Sam colgó la chaqueta en el perchero tras la puerta. A medida que caminaba por el pasillo hacia la cocina, un extraño olor le hacía arrugar la nariz con desagrado; parecía como si algo estuviera descomponiéndose allí.

—Lola, cariño… ¿A qué huele?

—¡Sam! No te oí entrar… —Su mujer tenía la cocina patas arriba. Había restos de comida en la encimera y utensilios tirados de cualquier manera en el fregadero, pero ella se veía contenta—. Estaba haciendo la cena. Huele rico, ¿verdad?

—Por supuesto… —Sam fue incapaz de negárselo, tan ilusionada como estaba.
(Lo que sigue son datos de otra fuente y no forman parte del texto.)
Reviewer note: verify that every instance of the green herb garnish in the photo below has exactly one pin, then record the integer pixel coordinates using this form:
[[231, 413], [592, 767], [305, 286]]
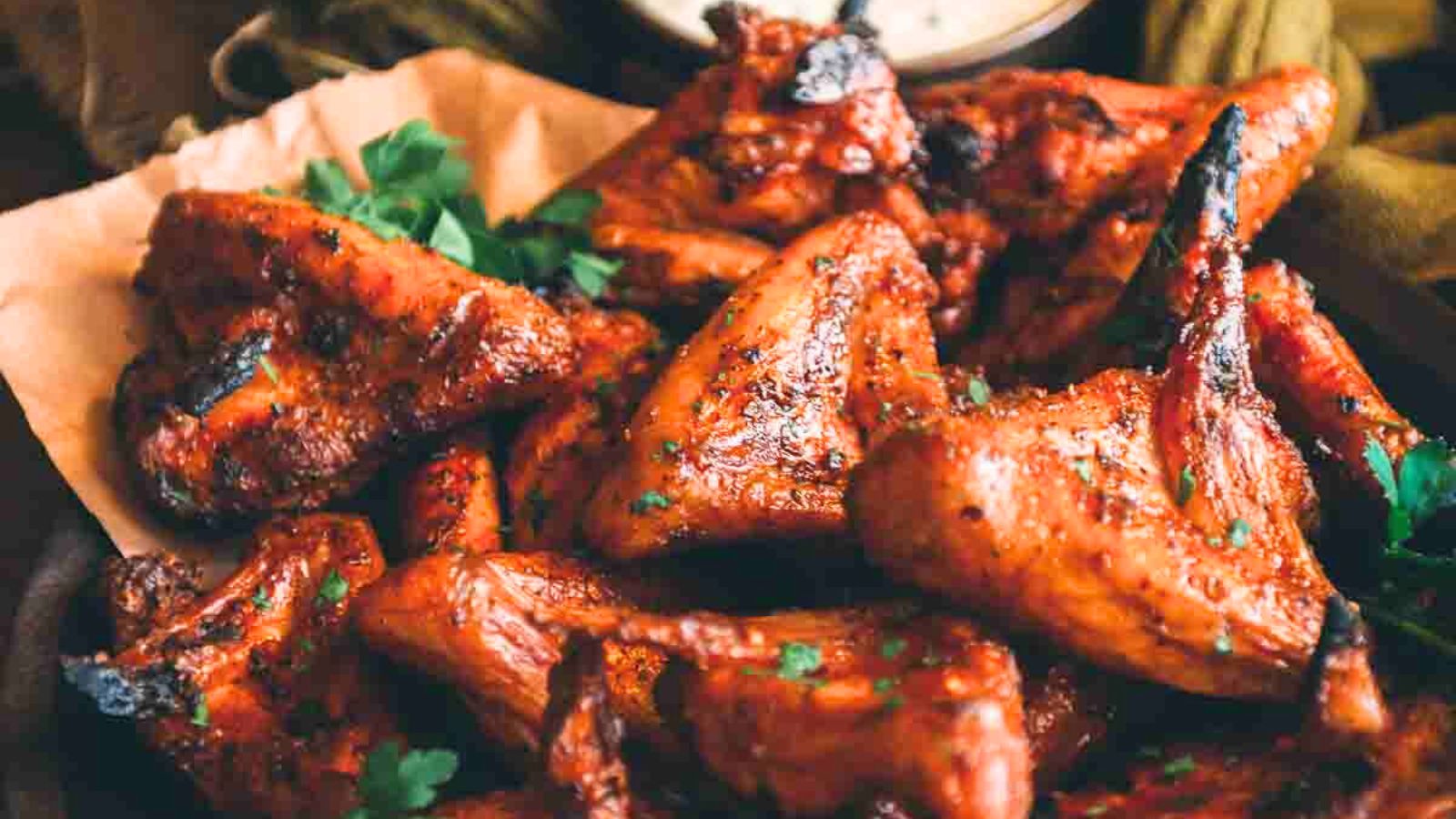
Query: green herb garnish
[[261, 599], [979, 390], [1186, 486], [420, 189], [798, 661], [334, 588], [650, 499], [200, 716], [395, 785]]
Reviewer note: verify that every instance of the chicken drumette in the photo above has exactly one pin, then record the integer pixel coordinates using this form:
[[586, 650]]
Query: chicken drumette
[[257, 690], [752, 429], [756, 150], [1149, 522], [298, 351]]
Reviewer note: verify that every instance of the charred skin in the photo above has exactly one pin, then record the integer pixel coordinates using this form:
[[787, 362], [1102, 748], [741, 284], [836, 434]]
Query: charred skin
[[910, 705], [472, 620], [753, 426], [564, 450], [300, 351], [1063, 179], [451, 500], [1409, 775], [257, 691], [753, 152]]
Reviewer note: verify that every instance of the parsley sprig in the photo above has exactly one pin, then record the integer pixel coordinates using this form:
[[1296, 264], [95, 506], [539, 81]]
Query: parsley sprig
[[1424, 484], [420, 189], [395, 785]]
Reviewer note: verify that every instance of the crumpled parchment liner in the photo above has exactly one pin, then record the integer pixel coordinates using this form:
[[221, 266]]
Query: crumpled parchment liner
[[69, 319]]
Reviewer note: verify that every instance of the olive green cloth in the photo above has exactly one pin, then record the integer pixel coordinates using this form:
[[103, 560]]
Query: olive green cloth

La besó con dulzura en la mejilla al pasar por su lado, tratando de ver qué había en el horno, pero se distrajo con los rizos rubios que se le escapaban de la coleta.

—¿Dónde están los niños?

—Salieron temprano a merendar con los hijos de Sonia, la vecina. Han hecho un picnic en el parque, ¿sabes? Me han vuelto loca insistiéndome para que les diera permiso…

—¡Espera, espera! —la interrumpió Sam, espantado—. ¿De dónde has sacado ese pájaro muerto, Lola?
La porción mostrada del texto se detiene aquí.